– А соседка-то моя, Марья Ивановна Долохова, вчера уехала – сынок спровадил, так же, как ты, наряжен, приходил меня уговаривать уехать, а то, говорит, сожгу. А я говорю: сожжешь, так я тебя в полицию посажу.[757]
– Да полиция уехала.
– А как же без полиции? У них, небось, своя есть. Я, чай, без полиции нельзя. Разве можно людей жечь? Пускай едут, мне выгода:[758] я на двор к ним прачечную перевела, мне простор....
– А что ж, не приходили к вам?
– Приходил один, да я не пустила.
В это время послышался стук в калитку, и скоро вошел гусар. Очень учтиво, прося извинения за беспокойство, он попросил поесть. Грузинская княжна посмотрела на него и, поняв, в чем дело, велела отвести его в переднюю и покормить.
– Поди, голубчик, посмотри, дали ли ему всего: от обеда вафли хорошие остались, а то ведь они рады, сами сожрут…
Pierre подошел к французу и поговорил с ним.
– Граф Петр Кирилыч, поди сюда, – закричала старуха, но в это время француз, отзывая в переднюю Pierr’а и показывая черную рубаху, краснея, просил дать ему чистую, ежели можно. Pierre вернулся к старухе и рассказал.[759]
– Хорошо, дать ему полотна десять аршин, да сказать, что я из милости даю. Да скажи ему, чтоб он своему начальнику сказал, что, мол, вот я – княжна грузинская, Марфа Федоровна, живу, никого не трогаю и чтоб они мне беспокойства не делали, а то я на них суд найду, да лучше самого бы ко мне послал. Хорошо, хорошо, ступай с богом, – говорила она французу, который расшаркивался в дверях гостиной en remerciant la bonne dame…[760]
Выходя от княжны, Pierre в темноте лицо с лицом наткнулся с человеком в таком же армяке, как он сам.
– А, Безухой! – сказал человек, которого Pierre тотчас узнал за Долохова. Долохов взял его за руку, как будто они всегда были друзья. – Вот что, ты остался, и хорошо. Я запалил уж Каретный ряд, мои молодцы зажгут везде, да вот как мне с старухой быть, жалко; а материн дом я зажгу.

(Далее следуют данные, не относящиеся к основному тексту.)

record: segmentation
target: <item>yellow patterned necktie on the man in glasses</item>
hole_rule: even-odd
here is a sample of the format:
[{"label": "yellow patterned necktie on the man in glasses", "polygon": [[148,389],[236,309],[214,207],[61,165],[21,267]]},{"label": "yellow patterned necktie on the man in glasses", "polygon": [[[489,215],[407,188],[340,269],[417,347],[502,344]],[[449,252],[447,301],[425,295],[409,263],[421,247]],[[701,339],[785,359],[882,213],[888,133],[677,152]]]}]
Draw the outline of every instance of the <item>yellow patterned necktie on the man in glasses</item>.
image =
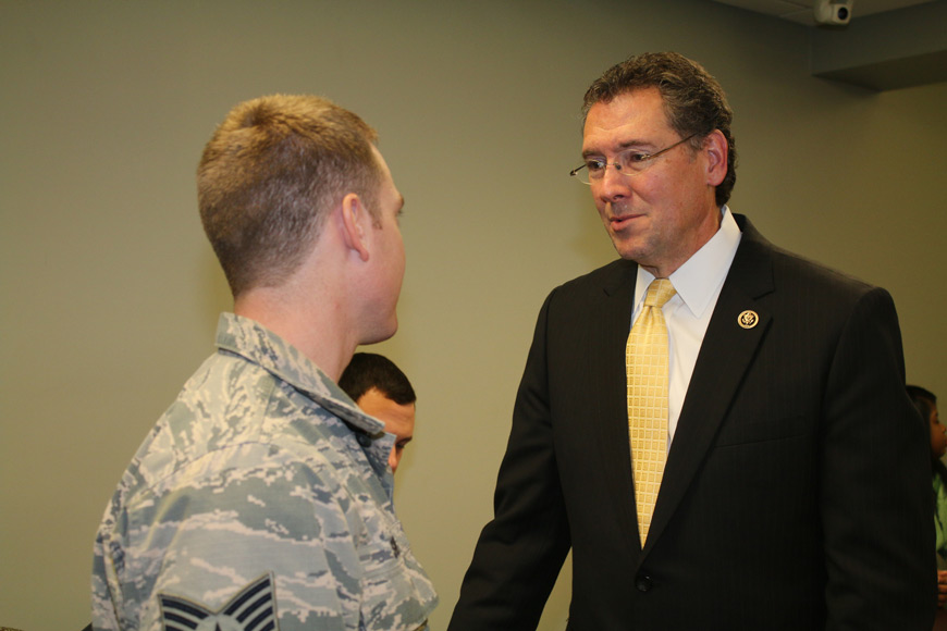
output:
[{"label": "yellow patterned necktie on the man in glasses", "polygon": [[652,281],[625,348],[628,435],[642,546],[667,460],[667,326],[661,308],[675,293],[667,279]]}]

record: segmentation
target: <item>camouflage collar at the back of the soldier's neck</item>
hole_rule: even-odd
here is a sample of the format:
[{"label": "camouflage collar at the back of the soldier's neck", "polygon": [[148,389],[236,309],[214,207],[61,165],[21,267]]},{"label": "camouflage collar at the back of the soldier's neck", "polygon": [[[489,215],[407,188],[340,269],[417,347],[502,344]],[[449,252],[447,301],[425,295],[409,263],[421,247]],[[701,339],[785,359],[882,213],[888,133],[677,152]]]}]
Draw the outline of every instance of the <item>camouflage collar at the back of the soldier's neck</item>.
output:
[{"label": "camouflage collar at the back of the soldier's neck", "polygon": [[384,423],[358,409],[355,401],[299,349],[259,322],[221,313],[217,347],[258,364],[359,430],[368,434],[384,431]]}]

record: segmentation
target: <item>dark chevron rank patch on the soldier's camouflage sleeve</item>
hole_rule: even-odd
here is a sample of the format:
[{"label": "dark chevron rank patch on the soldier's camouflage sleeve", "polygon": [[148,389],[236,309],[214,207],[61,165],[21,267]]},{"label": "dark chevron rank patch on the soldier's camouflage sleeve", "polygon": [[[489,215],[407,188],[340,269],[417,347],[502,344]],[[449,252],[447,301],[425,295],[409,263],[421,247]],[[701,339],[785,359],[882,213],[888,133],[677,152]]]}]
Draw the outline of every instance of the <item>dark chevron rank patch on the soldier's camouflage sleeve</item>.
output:
[{"label": "dark chevron rank patch on the soldier's camouflage sleeve", "polygon": [[276,589],[265,574],[213,611],[193,601],[158,594],[164,631],[279,631]]}]

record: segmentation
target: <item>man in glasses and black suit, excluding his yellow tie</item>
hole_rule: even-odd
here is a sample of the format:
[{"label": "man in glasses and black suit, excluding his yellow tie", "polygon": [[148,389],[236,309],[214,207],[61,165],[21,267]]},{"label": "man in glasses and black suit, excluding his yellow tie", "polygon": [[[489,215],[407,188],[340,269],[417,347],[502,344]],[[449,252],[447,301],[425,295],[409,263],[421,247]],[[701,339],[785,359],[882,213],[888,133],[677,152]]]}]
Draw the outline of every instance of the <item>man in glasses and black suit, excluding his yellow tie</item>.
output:
[{"label": "man in glasses and black suit, excluding his yellow tie", "polygon": [[[534,629],[569,548],[570,631],[931,629],[927,434],[890,296],[730,213],[733,114],[700,65],[631,58],[583,111],[573,174],[622,260],[540,311],[450,631]],[[667,446],[639,520],[626,338],[655,279]]]}]

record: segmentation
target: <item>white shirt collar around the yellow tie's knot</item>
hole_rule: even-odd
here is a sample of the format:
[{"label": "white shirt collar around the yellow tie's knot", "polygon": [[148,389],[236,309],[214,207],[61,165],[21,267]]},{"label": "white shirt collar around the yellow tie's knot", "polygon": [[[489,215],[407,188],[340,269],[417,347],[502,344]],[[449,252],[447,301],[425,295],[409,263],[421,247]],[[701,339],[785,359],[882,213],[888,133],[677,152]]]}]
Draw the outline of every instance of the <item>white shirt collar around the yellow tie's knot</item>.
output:
[{"label": "white shirt collar around the yellow tie's knot", "polygon": [[[723,285],[737,247],[740,245],[740,227],[730,209],[721,209],[721,227],[687,262],[671,274],[677,295],[690,312],[699,318],[708,309]],[[635,285],[635,305],[644,300],[648,285],[654,280],[651,272],[638,265],[638,282]]]}]

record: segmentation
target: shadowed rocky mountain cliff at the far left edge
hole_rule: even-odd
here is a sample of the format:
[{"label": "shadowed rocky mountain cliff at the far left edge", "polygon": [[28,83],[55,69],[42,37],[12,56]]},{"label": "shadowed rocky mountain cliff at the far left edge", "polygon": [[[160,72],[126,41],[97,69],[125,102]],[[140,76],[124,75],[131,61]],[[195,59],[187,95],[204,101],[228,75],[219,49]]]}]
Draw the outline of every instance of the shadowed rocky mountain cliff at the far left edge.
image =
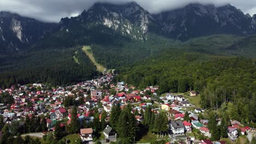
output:
[{"label": "shadowed rocky mountain cliff at the far left edge", "polygon": [[0,12],[0,52],[16,52],[25,49],[45,33],[53,31],[57,24],[39,22],[18,14]]}]

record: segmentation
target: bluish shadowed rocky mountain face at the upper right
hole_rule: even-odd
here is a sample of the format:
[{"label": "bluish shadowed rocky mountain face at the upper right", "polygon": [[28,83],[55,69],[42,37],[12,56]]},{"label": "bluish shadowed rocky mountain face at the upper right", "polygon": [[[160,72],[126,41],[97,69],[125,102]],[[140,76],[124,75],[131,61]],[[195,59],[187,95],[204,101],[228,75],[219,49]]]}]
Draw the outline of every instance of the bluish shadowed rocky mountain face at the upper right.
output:
[{"label": "bluish shadowed rocky mountain face at the upper right", "polygon": [[189,4],[184,8],[154,15],[162,29],[172,38],[188,40],[211,34],[253,34],[255,18],[244,15],[232,5]]}]

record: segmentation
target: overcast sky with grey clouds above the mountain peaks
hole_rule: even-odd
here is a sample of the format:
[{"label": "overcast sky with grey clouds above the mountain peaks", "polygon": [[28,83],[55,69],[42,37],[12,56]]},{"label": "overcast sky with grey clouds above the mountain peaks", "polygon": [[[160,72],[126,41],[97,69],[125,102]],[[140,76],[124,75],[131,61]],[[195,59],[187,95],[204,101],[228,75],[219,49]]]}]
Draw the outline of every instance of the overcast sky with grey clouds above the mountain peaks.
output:
[{"label": "overcast sky with grey clouds above the mountain peaks", "polygon": [[[0,0],[0,11],[11,11],[41,21],[59,22],[62,17],[77,16],[95,2],[126,3],[130,0]],[[256,14],[255,0],[133,0],[150,13],[181,8],[199,2],[217,6],[230,3],[243,13]]]}]

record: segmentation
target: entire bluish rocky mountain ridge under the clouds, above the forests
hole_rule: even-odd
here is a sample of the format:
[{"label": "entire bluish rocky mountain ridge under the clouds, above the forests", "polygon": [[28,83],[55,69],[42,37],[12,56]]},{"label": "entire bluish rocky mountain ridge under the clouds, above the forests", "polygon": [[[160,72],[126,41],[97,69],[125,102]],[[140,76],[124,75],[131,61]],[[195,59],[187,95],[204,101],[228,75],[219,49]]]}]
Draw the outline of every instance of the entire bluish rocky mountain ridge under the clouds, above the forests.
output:
[{"label": "entire bluish rocky mountain ridge under the clouds, above the forests", "polygon": [[[81,31],[85,33],[81,33]],[[119,35],[145,41],[149,35],[187,41],[212,34],[250,35],[256,33],[256,15],[243,14],[232,5],[189,4],[183,8],[150,14],[135,2],[126,4],[95,3],[77,17],[63,18],[59,23],[45,23],[9,12],[0,13],[1,52],[30,47],[45,35],[79,33]],[[106,36],[106,35],[105,35]],[[62,39],[62,38],[61,38]],[[63,39],[62,39],[63,40]],[[75,44],[71,42],[70,45]]]}]

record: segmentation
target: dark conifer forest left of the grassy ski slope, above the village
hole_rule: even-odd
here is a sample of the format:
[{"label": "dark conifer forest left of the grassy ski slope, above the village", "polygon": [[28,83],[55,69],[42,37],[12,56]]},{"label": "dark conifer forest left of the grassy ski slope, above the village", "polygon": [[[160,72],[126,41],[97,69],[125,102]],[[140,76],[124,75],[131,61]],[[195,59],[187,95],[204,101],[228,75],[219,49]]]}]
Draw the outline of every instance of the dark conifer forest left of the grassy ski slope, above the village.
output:
[{"label": "dark conifer forest left of the grassy ski slope, above the village", "polygon": [[[8,68],[3,65],[0,68],[0,87],[34,82],[61,86],[93,79],[99,73],[80,48],[37,51],[30,53],[31,57],[14,61]],[[78,59],[79,64],[73,56]]]}]

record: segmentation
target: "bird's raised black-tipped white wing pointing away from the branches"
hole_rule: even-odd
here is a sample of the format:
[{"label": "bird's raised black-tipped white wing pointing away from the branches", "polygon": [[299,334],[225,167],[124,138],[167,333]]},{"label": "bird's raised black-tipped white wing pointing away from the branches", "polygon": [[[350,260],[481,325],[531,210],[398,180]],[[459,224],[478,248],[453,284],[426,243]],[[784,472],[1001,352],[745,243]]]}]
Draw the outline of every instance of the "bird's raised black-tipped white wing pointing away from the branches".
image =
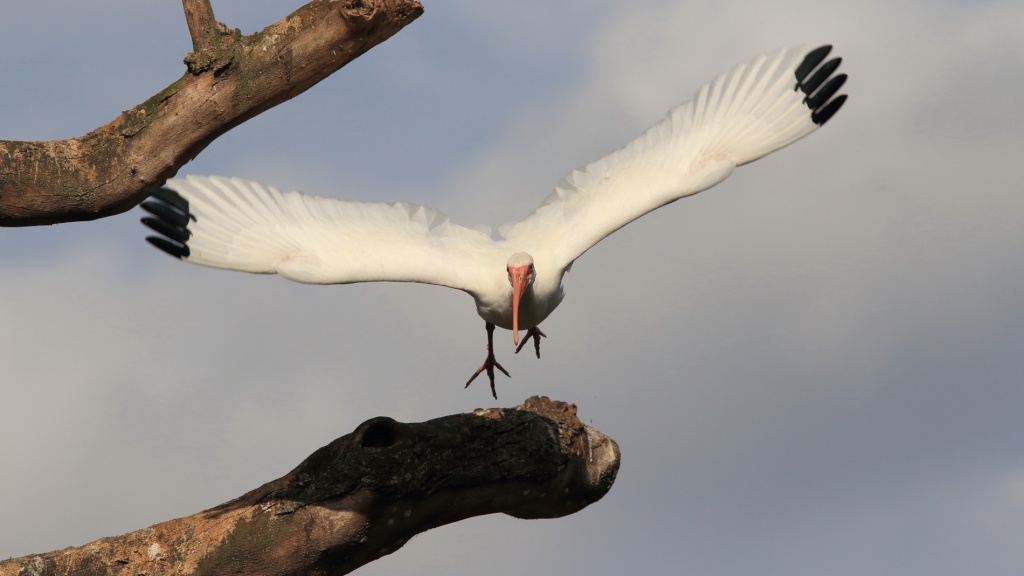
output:
[{"label": "bird's raised black-tipped white wing pointing away from the branches", "polygon": [[[725,179],[732,169],[810,134],[839,111],[831,46],[783,48],[741,64],[625,148],[568,174],[510,244],[559,266],[636,218]],[[822,64],[823,63],[823,64]]]}]

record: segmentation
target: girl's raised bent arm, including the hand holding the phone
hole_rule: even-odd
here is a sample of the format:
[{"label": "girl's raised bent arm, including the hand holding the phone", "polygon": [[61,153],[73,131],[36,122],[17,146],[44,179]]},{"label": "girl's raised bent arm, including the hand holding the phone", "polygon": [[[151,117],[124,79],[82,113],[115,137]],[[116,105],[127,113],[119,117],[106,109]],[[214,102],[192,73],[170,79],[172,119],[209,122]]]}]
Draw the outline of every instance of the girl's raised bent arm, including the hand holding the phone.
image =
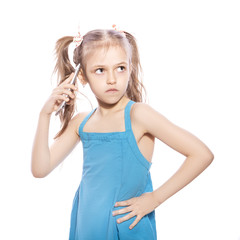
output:
[{"label": "girl's raised bent arm, including the hand holding the phone", "polygon": [[52,112],[58,109],[58,106],[63,100],[67,102],[71,101],[63,94],[67,94],[72,99],[75,97],[75,95],[68,90],[76,90],[74,85],[69,84],[73,75],[74,74],[71,74],[69,78],[53,90],[39,114],[38,126],[32,148],[31,171],[34,177],[42,178],[47,176],[66,158],[80,141],[77,126],[82,118],[82,114],[78,114],[71,119],[63,134],[54,141],[50,148],[48,145],[49,125]]}]

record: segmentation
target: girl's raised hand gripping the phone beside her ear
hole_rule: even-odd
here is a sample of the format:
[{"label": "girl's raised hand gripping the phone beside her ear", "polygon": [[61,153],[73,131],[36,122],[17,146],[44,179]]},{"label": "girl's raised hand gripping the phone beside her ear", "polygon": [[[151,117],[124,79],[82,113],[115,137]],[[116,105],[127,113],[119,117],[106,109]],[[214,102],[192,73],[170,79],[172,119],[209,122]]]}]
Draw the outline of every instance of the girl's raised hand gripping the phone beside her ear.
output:
[{"label": "girl's raised hand gripping the phone beside her ear", "polygon": [[[41,113],[51,115],[52,112],[58,110],[60,104],[63,101],[66,101],[66,103],[69,104],[75,98],[75,94],[70,91],[70,90],[73,90],[73,91],[77,90],[77,87],[75,87],[73,84],[70,84],[73,76],[74,76],[74,73],[72,73],[59,86],[53,89],[52,94],[50,95],[48,100],[45,102],[41,110]],[[65,96],[65,94],[68,96]]]}]

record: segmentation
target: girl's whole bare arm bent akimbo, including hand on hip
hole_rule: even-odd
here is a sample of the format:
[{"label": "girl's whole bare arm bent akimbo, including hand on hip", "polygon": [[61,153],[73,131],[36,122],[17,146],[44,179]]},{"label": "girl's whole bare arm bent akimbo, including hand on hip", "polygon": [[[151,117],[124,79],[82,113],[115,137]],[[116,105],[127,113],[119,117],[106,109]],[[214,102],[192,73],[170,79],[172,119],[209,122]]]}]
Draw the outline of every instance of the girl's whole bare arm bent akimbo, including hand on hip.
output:
[{"label": "girl's whole bare arm bent akimbo, including hand on hip", "polygon": [[152,212],[173,194],[196,178],[213,161],[213,153],[197,137],[176,126],[159,112],[145,103],[136,103],[131,111],[131,121],[141,126],[144,133],[158,138],[169,147],[182,153],[186,159],[178,171],[153,192],[139,197],[116,202],[115,206],[127,206],[113,211],[113,215],[130,212],[117,219],[118,223],[137,216],[129,226],[132,229],[143,216]]}]

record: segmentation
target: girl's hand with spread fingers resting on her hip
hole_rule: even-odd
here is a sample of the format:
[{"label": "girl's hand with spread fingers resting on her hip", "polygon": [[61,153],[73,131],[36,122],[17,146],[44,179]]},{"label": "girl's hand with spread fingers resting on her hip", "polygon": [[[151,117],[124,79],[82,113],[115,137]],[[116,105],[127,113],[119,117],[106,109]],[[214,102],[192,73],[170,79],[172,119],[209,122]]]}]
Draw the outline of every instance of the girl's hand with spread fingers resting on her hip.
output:
[{"label": "girl's hand with spread fingers resting on her hip", "polygon": [[118,214],[123,214],[130,212],[128,215],[119,218],[117,220],[117,223],[124,222],[134,216],[137,216],[135,221],[130,225],[130,229],[135,227],[137,223],[141,220],[142,217],[144,217],[146,214],[152,212],[155,208],[157,208],[160,204],[154,197],[153,192],[146,192],[143,193],[139,197],[130,198],[125,201],[116,202],[115,207],[119,206],[128,206],[126,208],[122,208],[120,210],[113,211],[113,216]]}]

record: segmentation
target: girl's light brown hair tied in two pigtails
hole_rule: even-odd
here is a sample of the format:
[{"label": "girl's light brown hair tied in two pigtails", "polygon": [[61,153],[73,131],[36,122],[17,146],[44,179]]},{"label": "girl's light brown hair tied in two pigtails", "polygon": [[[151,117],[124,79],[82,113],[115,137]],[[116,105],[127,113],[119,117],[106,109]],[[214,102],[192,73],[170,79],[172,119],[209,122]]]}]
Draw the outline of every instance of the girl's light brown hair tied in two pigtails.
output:
[{"label": "girl's light brown hair tied in two pigtails", "polygon": [[[74,67],[72,66],[68,56],[68,47],[72,42],[72,36],[62,37],[56,42],[56,65],[54,68],[54,72],[57,72],[58,85],[60,85],[70,76],[72,72],[74,72]],[[143,102],[142,91],[144,90],[146,95],[146,89],[142,84],[141,79],[142,67],[140,64],[136,39],[130,33],[125,31],[119,32],[116,30],[101,29],[88,32],[83,36],[82,43],[74,49],[73,62],[76,65],[78,65],[79,63],[81,64],[82,73],[85,76],[85,79],[87,79],[85,70],[88,54],[91,51],[95,50],[97,47],[108,48],[110,46],[120,46],[126,51],[126,53],[129,54],[132,71],[126,90],[126,95],[129,99],[135,102]],[[60,137],[67,128],[69,121],[74,115],[75,105],[76,100],[74,100],[74,104],[66,105],[64,110],[60,112],[59,116],[62,126],[61,130],[54,138]]]}]

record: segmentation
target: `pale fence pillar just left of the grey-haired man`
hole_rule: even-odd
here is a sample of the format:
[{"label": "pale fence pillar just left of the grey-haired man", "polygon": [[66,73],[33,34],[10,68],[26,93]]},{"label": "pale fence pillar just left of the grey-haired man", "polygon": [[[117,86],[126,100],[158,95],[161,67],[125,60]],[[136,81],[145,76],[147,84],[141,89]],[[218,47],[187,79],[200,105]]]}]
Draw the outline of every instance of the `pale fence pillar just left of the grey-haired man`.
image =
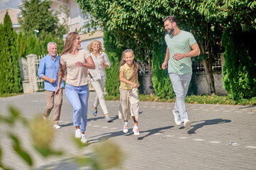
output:
[{"label": "pale fence pillar just left of the grey-haired man", "polygon": [[28,79],[29,79],[29,86],[31,92],[38,91],[38,84],[36,82],[37,74],[36,74],[36,68],[35,68],[35,60],[36,55],[30,54],[27,55],[28,60]]}]

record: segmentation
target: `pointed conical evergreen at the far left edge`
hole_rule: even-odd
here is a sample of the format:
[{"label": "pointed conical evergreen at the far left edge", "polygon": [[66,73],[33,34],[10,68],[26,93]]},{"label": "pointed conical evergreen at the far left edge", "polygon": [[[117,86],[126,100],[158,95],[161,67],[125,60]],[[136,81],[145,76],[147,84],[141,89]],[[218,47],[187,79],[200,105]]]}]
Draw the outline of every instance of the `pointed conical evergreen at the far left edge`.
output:
[{"label": "pointed conical evergreen at the far left edge", "polygon": [[1,26],[0,53],[0,94],[13,94],[22,91],[21,72],[18,67],[18,52],[16,50],[17,35],[12,28],[11,18],[6,12],[4,26]]}]

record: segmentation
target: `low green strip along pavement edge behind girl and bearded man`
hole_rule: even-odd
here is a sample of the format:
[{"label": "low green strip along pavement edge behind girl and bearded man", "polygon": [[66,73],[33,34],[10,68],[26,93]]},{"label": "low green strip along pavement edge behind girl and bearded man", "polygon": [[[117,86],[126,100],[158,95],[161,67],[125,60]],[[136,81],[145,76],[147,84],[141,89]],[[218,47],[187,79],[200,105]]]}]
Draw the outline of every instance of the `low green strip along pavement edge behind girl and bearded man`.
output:
[{"label": "low green strip along pavement edge behind girl and bearded man", "polygon": [[[152,102],[167,102],[173,103],[175,102],[175,98],[160,98],[155,95],[148,94],[139,94],[138,97],[140,101],[152,101]],[[105,95],[106,101],[118,101],[119,96],[109,96]],[[256,97],[254,98],[245,98],[239,101],[234,101],[233,99],[228,98],[228,96],[187,96],[185,99],[185,103],[193,103],[193,104],[221,104],[221,105],[243,105],[243,106],[255,106],[256,105]]]}]

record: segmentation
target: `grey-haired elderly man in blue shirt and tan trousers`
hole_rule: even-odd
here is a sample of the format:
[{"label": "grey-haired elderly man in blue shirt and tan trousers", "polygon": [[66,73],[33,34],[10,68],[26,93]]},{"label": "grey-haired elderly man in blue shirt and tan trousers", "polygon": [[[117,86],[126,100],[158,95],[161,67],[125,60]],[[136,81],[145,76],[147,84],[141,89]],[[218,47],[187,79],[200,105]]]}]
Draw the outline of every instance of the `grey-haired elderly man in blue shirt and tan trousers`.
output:
[{"label": "grey-haired elderly man in blue shirt and tan trousers", "polygon": [[40,60],[38,68],[38,77],[44,80],[45,84],[45,96],[46,96],[46,106],[43,113],[43,118],[47,119],[55,105],[53,114],[53,128],[60,129],[58,125],[60,120],[60,111],[62,106],[62,96],[63,96],[63,81],[60,84],[59,94],[55,95],[55,89],[57,87],[58,72],[60,69],[60,57],[57,54],[57,44],[55,42],[48,43],[48,55]]}]

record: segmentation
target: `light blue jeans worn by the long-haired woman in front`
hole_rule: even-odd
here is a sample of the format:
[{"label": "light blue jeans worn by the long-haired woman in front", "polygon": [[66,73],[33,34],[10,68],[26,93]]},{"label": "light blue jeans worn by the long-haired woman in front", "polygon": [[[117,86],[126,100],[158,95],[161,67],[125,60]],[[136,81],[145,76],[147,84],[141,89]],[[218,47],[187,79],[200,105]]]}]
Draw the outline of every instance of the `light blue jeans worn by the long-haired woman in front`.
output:
[{"label": "light blue jeans worn by the long-haired woman in front", "polygon": [[72,86],[70,84],[66,84],[65,94],[73,106],[73,124],[74,126],[80,126],[81,132],[84,132],[87,128],[89,99],[88,84],[85,86]]}]

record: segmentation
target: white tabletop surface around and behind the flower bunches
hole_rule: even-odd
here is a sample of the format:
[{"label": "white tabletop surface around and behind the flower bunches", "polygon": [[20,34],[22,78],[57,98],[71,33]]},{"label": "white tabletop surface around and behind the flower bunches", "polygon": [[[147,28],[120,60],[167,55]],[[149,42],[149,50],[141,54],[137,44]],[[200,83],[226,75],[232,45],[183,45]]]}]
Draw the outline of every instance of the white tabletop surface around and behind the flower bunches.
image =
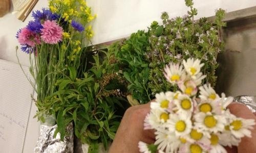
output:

Pierre тоже забыл в это время, что Долохов был его враг, он без предисловий отвечал ему.
– Нельзя, за что же ее жечь? – сказал он. – Да кто ж распорядился жечь?
– Огонь! – отвечал Долохов, – а свой дом зажжешь?
– Да лучше, чем угощать в нем французов, – сказал Pierre,– только сам зажигать не стану.
– Ну, я тебе удружу. Завтра сделаю визит с красным петухом, – сказал Долохов, близко приставляя свое лицо к лицу Pierr’а, и, засмеявшись, пошел прочь.
– Ежели меня нужно будет, спроси у Данилки под Москворецким мостом.
Вернувшись домой во флигель, Pierre встречал везде французских солдат; некоторые спрашивали его, кто он, и, получая ответ: «дворник из такого-то дома», пропускали его. У его дома стояли часовые, и в доме, как он узнал, стоял важный французский начальник. В галерее сделали спальню, перестановили всё и спрашивали, где хозяин, и с Маврой Кондратьевной заигрывали.